Bu sayıyı hazırlamaya başlamadan önce ekipçe Baselworld’den dönmüştük. Basel’i okuyucularımıza nasıl aktarsak diye düşünürken de, orada geçirdiğimiz zamanı kendimize rehber edinme kararı aldık; sadece saat fuarında dikkatimizi çekenleri değil, Basel’de etkilendiğimiz müzeleri de dahil etmek istedik. Bu yüzden koleksiyoner eki olarak sunduğumuz gazetede yüksek saatçilik tasarıma, ve her ikisi de sanata eşlik ediyor. Belki de Venedik Bienali’nin başlaması ve önümüzdeki Eylül’de planlanan İstanbul Bienali, bizim de ajandamızda sanata daha çok yer vermemizi tetiklemiştir. Hatta bu düşünce, düzenlediğimiz Icons sergisini dahi etkilemiş olabilir. Ama bir konuda eminiz ki, ileride bu alanda daha çok adım atmak istiyoruz; “kültür-saat” tanımına kafa yormamız boşa değil anlayacağınız.

Gelelim bizi heyecanlandıran sayfalara. Öncelikle Basel’in ardından Berlin’e gidip, König Galerie’nin kurucusu Johann König’den her gün sanat piyasasıyla uğraşmasının ardındaki motivasyonu konuştuk. Öte yandan yalnızca ideallerden değil, rakamlardan da bahsettik; Aylin Seçkin bizim için Frieze New York’u gezip genel bir sanat piyasası analizi yaptı. Berlin ve New York’tan sonra ise sıra İran’daydı. Yükselişte olan İranlı sanatçıların ülkelerindeki sanatı nasıl desteklediğinden, İran’ın hiç bilmediğiniz yüzlerine kadar değinen detaylı bir seyahat yazısı böyle ortaya çıktı.

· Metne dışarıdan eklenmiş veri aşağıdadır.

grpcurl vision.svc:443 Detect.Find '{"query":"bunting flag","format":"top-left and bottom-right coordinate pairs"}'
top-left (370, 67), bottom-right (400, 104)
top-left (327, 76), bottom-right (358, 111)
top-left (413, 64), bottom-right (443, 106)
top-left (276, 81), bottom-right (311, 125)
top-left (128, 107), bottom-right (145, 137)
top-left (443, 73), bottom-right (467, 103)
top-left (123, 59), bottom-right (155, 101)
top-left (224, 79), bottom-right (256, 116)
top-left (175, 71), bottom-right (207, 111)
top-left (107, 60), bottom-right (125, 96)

Sıra saate gelecek olursa, bu sayıda büyük bir dalış dosyası var. ‘Deniz sayısı’ diye adlandırmamış olsak da, iki farklı fotoğraf çekimini kapsayacak kadar büyük bir ‘dalış saatleri dosyası’ hazırladık. Kapakta Türkiye’de -ve dünyada- ilk kez çekilen yeni Rolex Sea-Dweller ile başlayan hikaye içeride Blancpain’in Fifty Fathoms’ı ile aynı şekilde devam ediyor. Dileriz deniz kenarında 13. sayımızı keyifle okursunuz!